SplicerEX decision tree used to categorize alternative mRNA processing events into discrete categories. SplicerEX assigned mechanistic categories of mRNA isoform changes by comparing the location of the two primary distinguishing probe set features (probe sets for the U133 array and meta-probe sets for the HuEx arrays) with known UCSC gene transcripts. The algorithm first removes a gene if either feature does not overlap a known UCSC transcript, resulting in an unclassified event. Second, the event is recorded as unclassified if neither feature overlaps transcripts with a common 5′ start site (A). If both features overlap the same 3′-terminal exon, then the event reflects a change in 3′-UTR length, indicating the presence of tandem 3′ UTRs (B).
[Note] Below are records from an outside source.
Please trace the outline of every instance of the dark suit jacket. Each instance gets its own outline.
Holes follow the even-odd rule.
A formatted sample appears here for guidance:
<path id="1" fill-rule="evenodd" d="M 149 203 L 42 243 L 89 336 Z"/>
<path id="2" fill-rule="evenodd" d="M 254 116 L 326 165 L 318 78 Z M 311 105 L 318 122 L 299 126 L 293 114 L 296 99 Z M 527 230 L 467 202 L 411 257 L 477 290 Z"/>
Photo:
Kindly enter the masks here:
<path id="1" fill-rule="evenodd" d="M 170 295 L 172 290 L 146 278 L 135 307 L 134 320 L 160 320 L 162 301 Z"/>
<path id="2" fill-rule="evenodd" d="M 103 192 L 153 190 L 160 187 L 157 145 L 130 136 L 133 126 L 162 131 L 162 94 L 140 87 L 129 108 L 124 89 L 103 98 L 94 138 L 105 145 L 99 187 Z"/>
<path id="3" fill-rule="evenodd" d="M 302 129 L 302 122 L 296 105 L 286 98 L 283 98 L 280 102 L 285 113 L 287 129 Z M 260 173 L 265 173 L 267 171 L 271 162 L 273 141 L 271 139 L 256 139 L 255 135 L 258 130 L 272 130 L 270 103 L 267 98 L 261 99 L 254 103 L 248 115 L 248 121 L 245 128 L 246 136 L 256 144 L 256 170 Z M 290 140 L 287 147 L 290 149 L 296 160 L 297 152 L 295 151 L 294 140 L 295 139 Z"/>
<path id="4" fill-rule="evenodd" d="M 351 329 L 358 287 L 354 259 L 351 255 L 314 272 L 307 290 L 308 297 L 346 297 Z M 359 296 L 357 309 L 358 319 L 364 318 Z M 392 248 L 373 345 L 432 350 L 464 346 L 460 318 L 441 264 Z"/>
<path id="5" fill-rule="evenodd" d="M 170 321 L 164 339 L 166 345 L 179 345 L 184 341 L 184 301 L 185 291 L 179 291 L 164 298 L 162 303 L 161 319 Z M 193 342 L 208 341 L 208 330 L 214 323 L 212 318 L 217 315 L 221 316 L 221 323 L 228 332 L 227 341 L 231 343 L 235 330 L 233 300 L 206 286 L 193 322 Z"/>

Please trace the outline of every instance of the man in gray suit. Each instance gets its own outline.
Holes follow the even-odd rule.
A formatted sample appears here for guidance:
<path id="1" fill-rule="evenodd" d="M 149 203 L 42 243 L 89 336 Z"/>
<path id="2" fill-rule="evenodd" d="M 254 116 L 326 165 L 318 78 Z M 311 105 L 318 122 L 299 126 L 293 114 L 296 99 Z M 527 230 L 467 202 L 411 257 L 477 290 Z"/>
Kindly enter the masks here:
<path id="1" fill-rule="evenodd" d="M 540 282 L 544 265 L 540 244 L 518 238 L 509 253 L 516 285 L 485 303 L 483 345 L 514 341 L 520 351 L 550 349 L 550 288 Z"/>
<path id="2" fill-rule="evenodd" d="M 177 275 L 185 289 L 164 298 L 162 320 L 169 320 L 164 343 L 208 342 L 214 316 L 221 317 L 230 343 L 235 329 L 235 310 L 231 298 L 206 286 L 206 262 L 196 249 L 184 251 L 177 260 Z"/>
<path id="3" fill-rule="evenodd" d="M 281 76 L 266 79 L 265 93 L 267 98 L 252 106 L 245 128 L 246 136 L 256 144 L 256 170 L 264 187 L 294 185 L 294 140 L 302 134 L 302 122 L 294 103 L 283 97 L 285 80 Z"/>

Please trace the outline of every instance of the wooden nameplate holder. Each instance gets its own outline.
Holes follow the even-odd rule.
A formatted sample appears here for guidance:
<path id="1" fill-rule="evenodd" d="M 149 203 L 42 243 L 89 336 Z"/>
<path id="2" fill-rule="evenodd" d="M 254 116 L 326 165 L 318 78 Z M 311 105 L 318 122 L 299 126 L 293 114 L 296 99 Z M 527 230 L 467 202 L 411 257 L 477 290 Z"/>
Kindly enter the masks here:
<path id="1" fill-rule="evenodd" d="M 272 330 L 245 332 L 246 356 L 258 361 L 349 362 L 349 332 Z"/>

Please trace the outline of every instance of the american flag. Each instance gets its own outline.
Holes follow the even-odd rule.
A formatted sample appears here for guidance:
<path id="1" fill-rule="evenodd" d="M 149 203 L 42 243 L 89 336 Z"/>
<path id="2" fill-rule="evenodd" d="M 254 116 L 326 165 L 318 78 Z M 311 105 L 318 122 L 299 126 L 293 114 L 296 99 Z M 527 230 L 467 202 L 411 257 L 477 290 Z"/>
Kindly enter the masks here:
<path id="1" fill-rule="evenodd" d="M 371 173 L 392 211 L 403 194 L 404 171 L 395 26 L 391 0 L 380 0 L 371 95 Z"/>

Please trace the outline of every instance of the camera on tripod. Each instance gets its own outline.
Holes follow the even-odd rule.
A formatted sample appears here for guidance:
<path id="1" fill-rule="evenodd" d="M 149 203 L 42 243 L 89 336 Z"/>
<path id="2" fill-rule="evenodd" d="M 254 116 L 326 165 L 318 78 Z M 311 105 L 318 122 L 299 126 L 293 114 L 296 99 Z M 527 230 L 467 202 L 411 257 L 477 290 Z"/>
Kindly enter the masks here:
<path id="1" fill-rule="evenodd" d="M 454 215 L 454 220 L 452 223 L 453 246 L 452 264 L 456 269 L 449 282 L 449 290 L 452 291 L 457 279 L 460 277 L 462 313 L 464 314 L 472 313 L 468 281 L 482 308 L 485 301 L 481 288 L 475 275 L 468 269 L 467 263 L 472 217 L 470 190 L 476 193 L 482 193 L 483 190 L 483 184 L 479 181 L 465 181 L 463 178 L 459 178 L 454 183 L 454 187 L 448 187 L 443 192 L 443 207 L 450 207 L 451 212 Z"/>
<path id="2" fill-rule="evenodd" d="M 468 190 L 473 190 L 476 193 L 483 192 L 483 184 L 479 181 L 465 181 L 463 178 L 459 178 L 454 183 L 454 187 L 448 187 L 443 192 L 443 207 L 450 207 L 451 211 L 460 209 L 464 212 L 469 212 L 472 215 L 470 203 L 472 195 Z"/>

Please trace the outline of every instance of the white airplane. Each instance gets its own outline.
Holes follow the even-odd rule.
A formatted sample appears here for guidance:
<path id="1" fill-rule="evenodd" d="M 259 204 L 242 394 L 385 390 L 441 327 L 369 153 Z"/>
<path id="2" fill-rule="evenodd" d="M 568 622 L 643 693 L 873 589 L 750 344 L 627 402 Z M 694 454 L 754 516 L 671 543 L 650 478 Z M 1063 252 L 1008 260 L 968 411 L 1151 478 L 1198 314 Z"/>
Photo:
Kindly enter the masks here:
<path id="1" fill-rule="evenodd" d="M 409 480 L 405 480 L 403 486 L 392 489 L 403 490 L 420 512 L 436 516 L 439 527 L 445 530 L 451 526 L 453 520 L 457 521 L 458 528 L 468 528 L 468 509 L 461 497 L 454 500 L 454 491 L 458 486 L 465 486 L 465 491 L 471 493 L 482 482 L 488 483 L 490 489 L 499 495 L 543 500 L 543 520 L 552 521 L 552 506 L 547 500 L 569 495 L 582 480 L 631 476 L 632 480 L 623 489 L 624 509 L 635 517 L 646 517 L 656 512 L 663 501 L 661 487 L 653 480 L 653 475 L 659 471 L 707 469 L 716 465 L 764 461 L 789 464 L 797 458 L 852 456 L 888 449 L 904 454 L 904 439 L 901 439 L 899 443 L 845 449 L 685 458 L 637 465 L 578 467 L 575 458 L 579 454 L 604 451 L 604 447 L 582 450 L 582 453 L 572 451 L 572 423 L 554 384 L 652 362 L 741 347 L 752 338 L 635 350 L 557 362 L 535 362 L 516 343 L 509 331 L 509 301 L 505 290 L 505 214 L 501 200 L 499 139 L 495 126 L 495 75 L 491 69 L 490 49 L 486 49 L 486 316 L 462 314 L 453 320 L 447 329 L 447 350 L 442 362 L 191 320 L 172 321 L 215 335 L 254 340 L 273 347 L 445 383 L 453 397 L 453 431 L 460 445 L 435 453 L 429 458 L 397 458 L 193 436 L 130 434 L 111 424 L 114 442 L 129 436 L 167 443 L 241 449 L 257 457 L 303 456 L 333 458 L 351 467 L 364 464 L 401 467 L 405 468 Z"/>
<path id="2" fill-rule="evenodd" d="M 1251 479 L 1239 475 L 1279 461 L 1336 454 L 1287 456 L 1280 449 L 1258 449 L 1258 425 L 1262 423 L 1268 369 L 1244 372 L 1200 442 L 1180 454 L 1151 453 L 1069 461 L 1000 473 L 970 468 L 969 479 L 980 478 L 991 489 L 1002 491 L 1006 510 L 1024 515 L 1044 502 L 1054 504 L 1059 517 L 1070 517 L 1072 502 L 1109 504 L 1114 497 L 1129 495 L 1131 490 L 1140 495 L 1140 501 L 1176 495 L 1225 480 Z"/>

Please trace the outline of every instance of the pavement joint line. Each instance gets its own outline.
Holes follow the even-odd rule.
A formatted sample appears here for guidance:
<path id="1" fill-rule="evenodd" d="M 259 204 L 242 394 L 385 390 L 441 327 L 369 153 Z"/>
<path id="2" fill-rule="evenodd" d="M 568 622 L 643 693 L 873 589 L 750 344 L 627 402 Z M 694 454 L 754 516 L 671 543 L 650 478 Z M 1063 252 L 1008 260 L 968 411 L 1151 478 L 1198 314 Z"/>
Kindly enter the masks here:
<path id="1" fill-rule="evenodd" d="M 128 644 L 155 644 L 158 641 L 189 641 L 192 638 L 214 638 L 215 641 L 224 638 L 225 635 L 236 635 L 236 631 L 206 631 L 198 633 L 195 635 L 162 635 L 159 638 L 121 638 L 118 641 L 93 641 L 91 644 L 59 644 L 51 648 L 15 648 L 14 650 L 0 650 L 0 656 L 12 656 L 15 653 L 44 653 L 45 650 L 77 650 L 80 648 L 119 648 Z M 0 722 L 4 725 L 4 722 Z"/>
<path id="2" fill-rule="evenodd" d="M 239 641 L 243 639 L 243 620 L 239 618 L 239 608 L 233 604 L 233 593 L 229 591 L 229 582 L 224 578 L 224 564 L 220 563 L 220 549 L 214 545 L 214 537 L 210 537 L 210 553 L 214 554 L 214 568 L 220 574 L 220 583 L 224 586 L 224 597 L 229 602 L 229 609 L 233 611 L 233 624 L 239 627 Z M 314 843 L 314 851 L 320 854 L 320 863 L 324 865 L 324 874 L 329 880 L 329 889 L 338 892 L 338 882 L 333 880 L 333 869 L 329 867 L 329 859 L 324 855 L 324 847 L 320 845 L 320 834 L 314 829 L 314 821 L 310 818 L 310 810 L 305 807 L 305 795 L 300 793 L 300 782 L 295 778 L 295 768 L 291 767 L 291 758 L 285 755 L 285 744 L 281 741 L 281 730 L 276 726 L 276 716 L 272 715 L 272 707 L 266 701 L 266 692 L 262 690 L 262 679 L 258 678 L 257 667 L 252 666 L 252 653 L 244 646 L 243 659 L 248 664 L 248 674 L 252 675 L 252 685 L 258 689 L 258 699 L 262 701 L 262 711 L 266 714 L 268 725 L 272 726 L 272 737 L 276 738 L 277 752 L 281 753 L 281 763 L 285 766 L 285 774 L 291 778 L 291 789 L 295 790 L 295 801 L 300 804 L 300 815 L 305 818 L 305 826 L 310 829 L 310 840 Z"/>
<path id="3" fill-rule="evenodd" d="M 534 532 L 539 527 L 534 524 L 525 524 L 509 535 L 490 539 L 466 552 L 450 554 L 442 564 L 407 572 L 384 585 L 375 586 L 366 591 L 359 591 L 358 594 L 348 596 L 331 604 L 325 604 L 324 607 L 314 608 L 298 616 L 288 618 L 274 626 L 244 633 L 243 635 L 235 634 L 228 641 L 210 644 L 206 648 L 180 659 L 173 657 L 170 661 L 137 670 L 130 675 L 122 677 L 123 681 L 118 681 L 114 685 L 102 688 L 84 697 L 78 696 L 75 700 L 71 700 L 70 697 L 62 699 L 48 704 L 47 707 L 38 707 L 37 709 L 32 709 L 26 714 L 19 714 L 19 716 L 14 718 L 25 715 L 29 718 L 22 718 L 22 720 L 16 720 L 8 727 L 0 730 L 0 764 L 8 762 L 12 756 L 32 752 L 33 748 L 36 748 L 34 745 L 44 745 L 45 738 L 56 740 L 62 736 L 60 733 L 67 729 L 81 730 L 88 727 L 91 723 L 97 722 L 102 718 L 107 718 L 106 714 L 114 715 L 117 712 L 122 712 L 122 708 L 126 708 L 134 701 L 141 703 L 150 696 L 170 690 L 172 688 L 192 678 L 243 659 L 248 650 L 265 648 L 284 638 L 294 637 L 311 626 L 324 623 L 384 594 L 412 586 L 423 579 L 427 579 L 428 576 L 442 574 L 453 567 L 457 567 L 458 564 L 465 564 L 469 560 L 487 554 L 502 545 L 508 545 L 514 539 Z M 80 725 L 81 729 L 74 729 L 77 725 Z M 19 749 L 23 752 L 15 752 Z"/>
If each feature targets a different 3′ terminal exon, then the gene is categorized as undergoing alternative 3′ terminal exon choice (C). If the event has not been categorized at this point, but both features target at least one common UCSC transcript (D), then the event is categorized as an internal event, an alternative 5′ initiation event, or unclassified using the common transcript inference (CTI) algorithm (E) (Table 2).